The area around Mosul is full of trapped and terrified civilians, but as Iraqi forces and their allies move to wrest this city from the militants of the Islamic State, one group finds itself particularly desperate and in peril. Scores, perhaps even hundreds of Yazidi women and girls enslaved by the Islamic State more than two years ago are thought to remain captive in Iraq's second-largest city, as the U.S.-backed offensive gets under way in earnest. Activists fear for the lives of these women and children, even amidst hopes that the extremist group's grip on the city could be broken.
Thousands of Yazidi women and children were seized, and men and boys killed or forcibly enlisted in the military, when their traditional heartland was overrun by the Islamic State in August 2015. By a UN estimate earlier this year, 3,200 women and children are still caught in the maw of a vast slave-holding network extending across the group's self-declared but now shrinking caliphate, encompassing parts of Syria and Iraq.
Human rights groups and activists believe that most of the Yazidi captives were sold as slaves or given as gifts to fighters in Islamic State-held areas of Syria. However, some either have spent the duration of their captivity in Mosul or found themselves back in the city after forced journeys between other Islamic State bastions, passed hand to hand like cattle, as their husbands were killed in battle, traded them away, or offered them as presents to relatives and fellow fighters.
Those who have escaped or have been ransomed have described conditions there as grimly similar to other areas where the Islamic State holds sway. Cruel, medieval torments are a feature of daily life, coupled with harrowing sexual and domestic servitude in the households of fighters. Enslaved women are routinely raped and beaten.
Global efforts to help are under way. We have heard about some of those today.
Amal Clooney, a barrister at Doughty Street Chambers, specializing in international law and human rights law, has confirmed that she will be representing Yazidi ISIS survivor, Nadia Murad, and other victims of the Yazidi genocide. Amal will serve as their council in their effort to secure accountability for the genocide, sexual enslavement, and trafficking of Yazidi girls and women by the militant group, the Islamic State in Iraq. Efforts to achieve accountability will include seeking an International Criminal Court investigation and prosecution of the crimes committed against Nadia Murad and the Yazidi community.
Nadia Murad is a 21-year-old victim of ISIS crimes in Iraq and one of the thousands of Yazidi women who were abducted and enslaved by ISIS. She was brutally raped by more than 12 ISIS members over a period of three months. After her escape, Nadia spoke out about her experiences to draw attention to the ongoing genocide.
ISIS attacks began the genocide. The attacks have resulted in the death of an estimated 5,000 civilians, the enslavement of at least 2,000 women and girls, and the displacement of 400,000 people from the Yazidi homelands in Sinjar, the Nineveh plains, and Syria.

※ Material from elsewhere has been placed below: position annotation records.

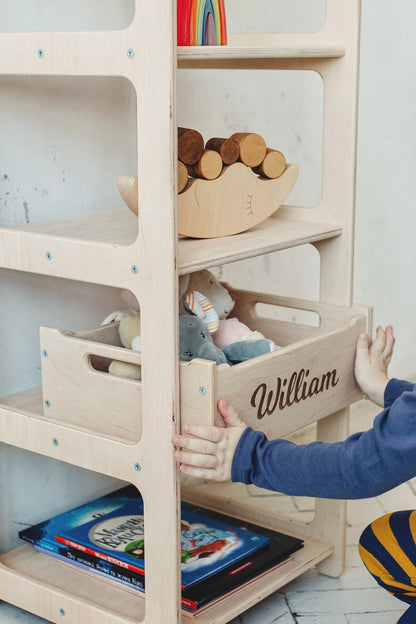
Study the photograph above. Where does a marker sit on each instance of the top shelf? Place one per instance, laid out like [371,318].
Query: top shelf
[69,53]
[263,46]
[89,248]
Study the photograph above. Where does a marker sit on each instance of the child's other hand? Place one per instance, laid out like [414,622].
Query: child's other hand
[209,453]
[371,363]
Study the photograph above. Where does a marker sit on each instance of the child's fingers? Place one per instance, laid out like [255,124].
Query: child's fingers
[379,341]
[198,445]
[390,340]
[200,473]
[196,459]
[363,343]
[212,434]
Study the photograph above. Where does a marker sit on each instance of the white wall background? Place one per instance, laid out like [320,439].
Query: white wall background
[64,142]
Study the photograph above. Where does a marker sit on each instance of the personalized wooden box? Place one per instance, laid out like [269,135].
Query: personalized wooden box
[308,378]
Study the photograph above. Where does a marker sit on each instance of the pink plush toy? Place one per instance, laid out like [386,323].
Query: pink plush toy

When asked why she decided to take on the case, Amal Clooney stated that the European Parliament, the Parliamentary Assembly of the Council of Europe, the U.S. government, and the U.K. House of Commons have all recognized that there is genocide being perpetrated by ISIS against the Yazidis.
How can it be that the most serious crimes known to humanity are being carried out before our eyes, but are not being prosecuted? We know that thousands of Yazidi civilians have been killed and thousands of Yazidi women have been enslaved by a terrorist organization that has publicly proclaimed its genocidal intent. We know that systemic rapes have taken place, and they are still taking place, yet no one is being held to account.
The situation facing the Yazidi people has also been internationally recognized. In June of this year, the United Nations Human Rights Council issued a report stating that the Yazidi people are victims of genocide. The report also outlined possible remedies to the situation.
Shortly after that, the Canadian government formally took the same position on the Yazidi people, but it has not taken any concrete action to date.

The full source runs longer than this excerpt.